According to Duroux, “The fruit is ripe in 2009. There are no sensations or analysis of over ripeness. As regards weather, 2009 is close to 2005, with its long growing season and cool nights. 2009 is a vintage that fully expresses fruit and terroir”. When asked about working with such ripe fruit, Duroux commented, “My previous experience with high alcohol level wines from my time at Ornellaia afforded me a greater understanding of how to handle 2009.” Bernard de Laage stressed, “Palmer strives to make balanced wines”.  Duroux agreed, concluding with, “We are very comfortable with what Palmer will achieve in this vintage”.

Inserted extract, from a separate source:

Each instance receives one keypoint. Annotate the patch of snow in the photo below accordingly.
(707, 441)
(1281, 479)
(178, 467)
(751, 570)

Rauzan Segla director John Kolasa is one of the most outspoken people in Bordeaux. Ask him a direct question,  you’ll get a direct answer. According to Kolasa, each vintage is like giving birth to a child all over again. He’s always worried. “In 2009, the key to producing sublime wines is in the vinification. Care must be taken not to over extract in a ripe, high alcohol year”. Kolasa added, “They are not more concerned with 2009 than with other vintages. They are always equally concerned with every harvest. But with the high degrees of ripeness in 2009, Rauzan will be exercising caution. They do not want to produce Bordeaux in the style of California wine”.

Rauzan Segla began harvesting merlot September 22, finishing one week later. Potential alcohol levels are 14%. They completed their cabernet sauvignon harvest October 13 at equally ripe levels of 14% alcohol.  Petit Verdot, not often included because of its difficulty in reaching full ripeness, was picked October 2, fully ripe.

It’s still early. A lot can happen before the wines are blended, which for several producers takes place before the trade tastings traditionally held in April.  My money is on 2009 becoming the next great vintage. Depending on pricing, this is a vintage that deserves serious consideration for purchasing as futures.